Layer-by-layer films as engineered biomaterial coatings : applications to musculo-skeletal tissue engineering
par- 12 mai 2014
Lieu du séminaire : salle B204
Catherine Picart, LMGP, Grenoble Institute of Technology and CNRS, Grenoble, France. Email : firstname.lastname@example.org
Professor at Grenoble INP and researcher at the LMGP laboratory (Minatec site), I will first present our lab and the IMBM - Interfaces between Materials and Biological Matter - group. We have three major research axes : 1) Materials for biosensors ; 2) Self-organization of proteins at material surfaces ; 3) Control of cell fate by engineered surfaces. I will then focus more particularly on the 3rd axis. In vivo, cells are embedded in a microenvironment that contains several extracellular matrix proteins, growth factors and also mechanical signals from the tissue and from neighboring cells(1). All these biochemical, mechanical and topographical signals are important to orient cell fate. The layer-by-layer -LbL- technique has emerged in the past 15 years has an interesting method to build multifunctional 2D films or to coat 3D porous materials(2). It is highly tunable as several processing parameters can be varied and everything can be performed in water. Besides, it can be combined with microfabrication techniques. In this presentation, I will present our studies on layer-by-layer films made of polysaccharides and polypeptides to mimic some aspects of this microenvironment, especially controlled mechanical properties(3), bioactivity(4) and topographical properties(5 et 6). This new type of coating films offers a unique opportunity to investigate cellular processes in well defined 2D micro-environments, both to answer fundamental biological questions but also for the development of engineered tissues(7).

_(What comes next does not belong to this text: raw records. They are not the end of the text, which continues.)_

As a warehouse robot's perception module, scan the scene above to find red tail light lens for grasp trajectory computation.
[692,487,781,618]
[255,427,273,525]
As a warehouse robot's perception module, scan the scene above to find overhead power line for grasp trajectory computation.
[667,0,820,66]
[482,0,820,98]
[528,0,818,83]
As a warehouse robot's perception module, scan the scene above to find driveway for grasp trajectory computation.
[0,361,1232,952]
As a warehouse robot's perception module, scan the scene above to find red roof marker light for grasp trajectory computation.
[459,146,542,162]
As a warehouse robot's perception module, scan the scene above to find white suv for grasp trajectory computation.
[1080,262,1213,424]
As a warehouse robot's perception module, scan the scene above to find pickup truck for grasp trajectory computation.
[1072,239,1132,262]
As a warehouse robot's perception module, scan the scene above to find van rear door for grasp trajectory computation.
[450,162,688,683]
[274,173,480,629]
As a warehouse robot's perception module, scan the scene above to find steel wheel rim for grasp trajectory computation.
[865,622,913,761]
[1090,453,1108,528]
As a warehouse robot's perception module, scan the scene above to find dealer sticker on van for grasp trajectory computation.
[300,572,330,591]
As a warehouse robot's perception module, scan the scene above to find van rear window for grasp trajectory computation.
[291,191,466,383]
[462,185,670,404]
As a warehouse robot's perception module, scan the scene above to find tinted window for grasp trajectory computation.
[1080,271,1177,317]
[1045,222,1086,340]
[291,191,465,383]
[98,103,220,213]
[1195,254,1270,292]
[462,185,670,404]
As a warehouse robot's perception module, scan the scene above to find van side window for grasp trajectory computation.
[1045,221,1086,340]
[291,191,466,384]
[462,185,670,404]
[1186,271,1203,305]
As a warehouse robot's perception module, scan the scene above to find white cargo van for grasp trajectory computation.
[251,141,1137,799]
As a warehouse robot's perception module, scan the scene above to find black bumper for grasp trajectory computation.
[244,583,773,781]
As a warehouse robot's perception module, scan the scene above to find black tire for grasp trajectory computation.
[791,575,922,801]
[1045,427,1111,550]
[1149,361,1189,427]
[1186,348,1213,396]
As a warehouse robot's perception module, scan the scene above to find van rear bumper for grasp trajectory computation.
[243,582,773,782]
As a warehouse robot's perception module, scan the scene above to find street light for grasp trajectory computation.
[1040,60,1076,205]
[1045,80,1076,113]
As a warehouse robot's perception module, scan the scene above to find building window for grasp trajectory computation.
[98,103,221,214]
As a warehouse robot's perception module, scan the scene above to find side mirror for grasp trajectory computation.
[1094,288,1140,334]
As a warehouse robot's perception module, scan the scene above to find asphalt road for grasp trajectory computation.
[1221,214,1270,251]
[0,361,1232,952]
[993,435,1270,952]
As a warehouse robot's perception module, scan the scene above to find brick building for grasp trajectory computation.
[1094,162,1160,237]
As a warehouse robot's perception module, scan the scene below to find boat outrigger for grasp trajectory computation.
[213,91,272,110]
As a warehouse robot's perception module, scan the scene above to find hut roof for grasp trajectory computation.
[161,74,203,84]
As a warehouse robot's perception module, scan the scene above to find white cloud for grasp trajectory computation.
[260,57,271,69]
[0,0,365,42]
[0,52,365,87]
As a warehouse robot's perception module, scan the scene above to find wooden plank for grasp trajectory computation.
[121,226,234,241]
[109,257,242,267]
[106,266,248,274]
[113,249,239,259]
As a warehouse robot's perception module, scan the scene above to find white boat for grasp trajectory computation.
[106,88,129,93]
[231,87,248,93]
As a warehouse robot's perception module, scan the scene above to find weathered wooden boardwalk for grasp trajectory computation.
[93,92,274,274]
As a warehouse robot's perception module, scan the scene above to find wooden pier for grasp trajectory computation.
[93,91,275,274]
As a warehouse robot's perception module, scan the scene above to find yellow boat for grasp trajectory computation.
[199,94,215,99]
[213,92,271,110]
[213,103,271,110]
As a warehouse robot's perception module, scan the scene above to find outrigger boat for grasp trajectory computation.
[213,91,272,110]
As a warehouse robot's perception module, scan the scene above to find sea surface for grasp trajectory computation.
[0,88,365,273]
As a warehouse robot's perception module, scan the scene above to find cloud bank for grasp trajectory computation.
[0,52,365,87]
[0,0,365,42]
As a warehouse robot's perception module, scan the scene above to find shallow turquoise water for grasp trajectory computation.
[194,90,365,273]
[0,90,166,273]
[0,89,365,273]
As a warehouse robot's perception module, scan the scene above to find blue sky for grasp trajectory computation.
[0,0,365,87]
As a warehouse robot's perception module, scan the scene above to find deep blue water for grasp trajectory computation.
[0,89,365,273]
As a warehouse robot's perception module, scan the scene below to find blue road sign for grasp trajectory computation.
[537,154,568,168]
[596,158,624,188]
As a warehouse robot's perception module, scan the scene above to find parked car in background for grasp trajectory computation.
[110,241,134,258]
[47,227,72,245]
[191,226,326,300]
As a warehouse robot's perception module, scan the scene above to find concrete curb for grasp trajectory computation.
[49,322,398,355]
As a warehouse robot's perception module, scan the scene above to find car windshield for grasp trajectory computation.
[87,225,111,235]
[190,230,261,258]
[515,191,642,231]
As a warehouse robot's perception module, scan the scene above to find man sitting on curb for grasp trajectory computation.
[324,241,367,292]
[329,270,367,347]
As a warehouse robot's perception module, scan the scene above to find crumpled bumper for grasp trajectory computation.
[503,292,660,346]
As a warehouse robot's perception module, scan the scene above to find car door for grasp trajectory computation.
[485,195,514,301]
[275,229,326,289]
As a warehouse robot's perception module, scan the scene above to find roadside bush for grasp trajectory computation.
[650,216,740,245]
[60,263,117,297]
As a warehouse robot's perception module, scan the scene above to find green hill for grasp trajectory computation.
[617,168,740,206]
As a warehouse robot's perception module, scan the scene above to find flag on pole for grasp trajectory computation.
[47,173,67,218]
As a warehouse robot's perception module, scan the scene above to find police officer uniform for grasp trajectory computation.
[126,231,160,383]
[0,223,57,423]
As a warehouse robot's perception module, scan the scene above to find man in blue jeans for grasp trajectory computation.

1. Hynes RO. The extracellular matrix : not just pretty fibrils. Science 2009. 326:1216-9.
2. Boudou T, Crouzier T, Ren K, Blin G, and Picart C. Multiple functionalities of polyelectrolyte multilayer films : new biomedical applications. Adv. Mater. 2010. 22:441-67.
3. Ren K, Crouzier T, Roy C, and Picart C. Polyelectrolyte multilayer films of controlled stiffness modulate myoblast differentiation. Adv. Funct. Mater. 2008. 18:1378-1389.
4. Crouzier T, Fourel L, Boudou T, Albiges-Rizo C, and Picart C. Presentation of BMP-2 from a soft biopolymeric film unveils its activity on cell adhesion and migration. Adv. Mater. 2011. 23:H111-8.
5. Monge C, Ren K, Berton K, Guillot R, Peyrade D, and Picart C. Engineering muscle tissues on microstructured polyelectrolyte multilayer films Tissue Eng. Part A 2012. 18:1664-1676.
6. Almodovar J, Crouzier T, Selimovic S, Boudou T, Khademhosseini A, and Picart C. Gradients of physical and biochemical cues on polyelectrolyte multilayer films generated via microfluidics. Lab Chip 2013. 13:1562-70.
7. Guillot R, Gilde F, Becquart P, Sailhan F, Lapeyrere A, Logeart-Avramoglou D, and Picart C. The stability of BMP loaded polyelectrolyte multilayer coatings on titanium. Biomaterials 2013. 34:5737-46.
Voir en ligne : https://chimie-biologie.ujf-grenobl...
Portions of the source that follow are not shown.